= Highway lobby =

Collective of industry interests that advocate for an automobile-centric society

The highway lobby or car lobby, also known as the "road gang", "motordom", or the "highwaymen", is a collective of industry interests that advocate for an automobile-centric society. It is made up of corporate interests representing the automobile, oil, construction, rubber, asphalt, trucking, and limestone industries.

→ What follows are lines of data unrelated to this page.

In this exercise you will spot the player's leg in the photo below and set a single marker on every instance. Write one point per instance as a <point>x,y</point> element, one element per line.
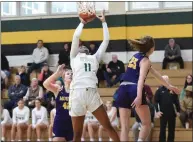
<point>100,133</point>
<point>124,119</point>
<point>29,132</point>
<point>77,123</point>
<point>85,128</point>
<point>145,117</point>
<point>4,128</point>
<point>13,131</point>
<point>39,129</point>
<point>50,132</point>
<point>92,127</point>
<point>102,117</point>
<point>59,139</point>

The term is often used as a pejorative by those who accuse this broad interest group of "Asphalt Socialism", or those who accuse the lobby of nefarious actions. The highway revolts, the Highway Action Coalition, pedestrian movements, and many other modern civil society organizations, are a response to this lobby. One example of the highway lobby is the American Highway Users Alliance that represents its interests. The highway lobby exists in many countries, for example the US, France, Italy through the group "Friends of the Automobile" or Malaysia.

== History ==
In an effort to combat climate change, in 2023, US President Joe Biden's administration proposed a law for the EPA requiring that two-thirds of all new passenger cars in the US are all-electric by 2032. The Alliance for Automotive Innovation, a Washington, DC based trade association and lobby group representing 42 car companies, such as General Motors, Ford, Volkswagen and Toyota, that in total produce about 97% of the new vehicles sold in the United States, wrote in the public comments of the proposition, claiming it was "neither reasonable nor achievable in the time frame covered in this proposal."